In Sardegna sta per compiersi un errore strategico e ambientale che rischia di compromettere decenni di progresso verso un futuro sostenibile. La costruzione del metanodotto, presentata come infrastruttura “transitoria”, è in realtà un passo indietro travestito da modernizzazione.

Mentre il mondo corre verso la decarbonizzazione e investe in energie rinnovabili, la Sardegna si affida al gas fossile, illudendosi che sia una scelta inevitabile o persino “verde”. Secondo l’Associazione Elettrica Sarda, impegnata nella promozione delle Comunità energetiche in tutto il territorio sardo, che è già intervenuta su questo argomento, questo progetto rappresenta uno spreco di fondi pubblici e una deviazione dalla traiettoria più logica ed efficace: puntare su impianti e reti intelligenti alimentati da fonti rinnovabili, gestiti localmente e distribuiti attraverso Comunità Energetiche Rinnovabili (CER).

Il falso mito della “transizione” a gas

Il metano viene spesso venduto come “ponte” tra carbone e rinnovabili. Ma in realtà si tratta di un combustibile fossile, con emissioni climalteranti significative, soprattutto se si considera anche la dispersione di metano (un gas serra oltre 80 volte più potente della CO₂) durante l’estrazione e il trasporto.

Le analisi dell’Associazione Sardi per le Rinnovabili mostrano che i fondi destinati al metanodotto potrebbero invece finanziare impianti fotovoltaici per decine di migliaia di famiglie, agricoltori e imprese sarde, incentivando un’economia energetica autonoma e moderna.

Un’opera inutile in un’isola sovrabbondante di sole e vento

La Sardegna non ha bisogno del gas per garantire la sicurezza energetica. Al contrario: ha un potenziale eccezionale per produrre energia pulita, e sta già assistendo a un’esplosione di iniziative locali, che vanno dalle microgrid agricole agli impianti di produzione condivisa nelle aree industriali.
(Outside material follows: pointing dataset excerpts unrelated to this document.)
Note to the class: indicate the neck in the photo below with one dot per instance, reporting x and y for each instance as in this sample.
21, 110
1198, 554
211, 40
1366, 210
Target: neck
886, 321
Costruire un metanodotto oggi, significa rendere obsolete queste iniziative e rallentare la nascita di un modello energetico nuovo, distribuito, democratico.
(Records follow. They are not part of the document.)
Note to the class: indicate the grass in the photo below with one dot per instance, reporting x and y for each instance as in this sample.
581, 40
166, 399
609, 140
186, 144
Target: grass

Gavino Guiso ricorda infatti che la differenza tra il settore del GAS e quello delle rinnovabili ha una differenza sostanziale: il GAS è e sarà sempre un’affare di pochissimi privilegiati, gli impianti fotovoltaici li può realizzare praticamente chiunque. Quindi la verità è che nessun sardo può ambire a diventare padrone di un metanodotto, ma qualsiasi sardo può possedere un impianto da fonti rinnovabili. E la differenza è sostanziale per tutte le conseguenze politiche e sociali che ciò comporta con riferimento all’esercizio del diritto all’autodeterminazione dei sardi.
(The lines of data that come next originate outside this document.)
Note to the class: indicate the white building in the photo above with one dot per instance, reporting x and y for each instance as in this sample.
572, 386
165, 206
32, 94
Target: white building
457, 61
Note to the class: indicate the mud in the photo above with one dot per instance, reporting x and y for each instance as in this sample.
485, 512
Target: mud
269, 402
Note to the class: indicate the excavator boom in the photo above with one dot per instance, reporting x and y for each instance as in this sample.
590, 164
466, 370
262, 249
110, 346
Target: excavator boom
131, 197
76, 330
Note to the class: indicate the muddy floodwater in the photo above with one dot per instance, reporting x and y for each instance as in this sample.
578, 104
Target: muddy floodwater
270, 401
La decarbonizzazione non è una opzione, ma una scelta responsabile ed obbligata. Ci lavora da anni l’Associazione Elettrica Sarda, ma lo dicono da anni in coro politica, accademia e associazioni ambientaliste, LEGAMBIENTE in testa.

Cosa nasconde il metano?

I sostenitori dell’opera sottolineano la presunta “invisibilità” del metanodotto. È sotterraneo, silenzioso, non si vede. Ma è proprio questa invisibilità a renderlo pericoloso, anche dal punto di vista politico e culturale: ci abitua all’idea che si possano compiere scelte dannose purché non disturbino la vista. È un nuovo tipo di colonialismo energetico: imporre infrastrutture pensate altrove, finanziate con i soldi dei cittadini, per mantenere la Sardegna dipendente da combustibili fossili e da decisioni prese a Roma o a Bruxelles.

Le vere alternative esistono

Secondo AES e Saper, la Sardegna può diventare un modello europeo di indipendenza energetica, a patto che si investa seriamente in:

  • Accumulo energetico e batterie intelligenti
  • Produzione e consumo locale (autoconsumo collettivo)
  • Comunità energetiche rinnovabili
  • Infrastrutture digitali e reti resilienti
  • Impianti più grandi costruiti con la piena condivisione dele popolazioni locali

Il metano è una scorciatoia che porta nella direzione sbagliata. Serve il coraggio di alzare la testa dalla sabbia, e guardare in faccia il futuro. Più rinnovabili, meno fossili, No al metanodotto.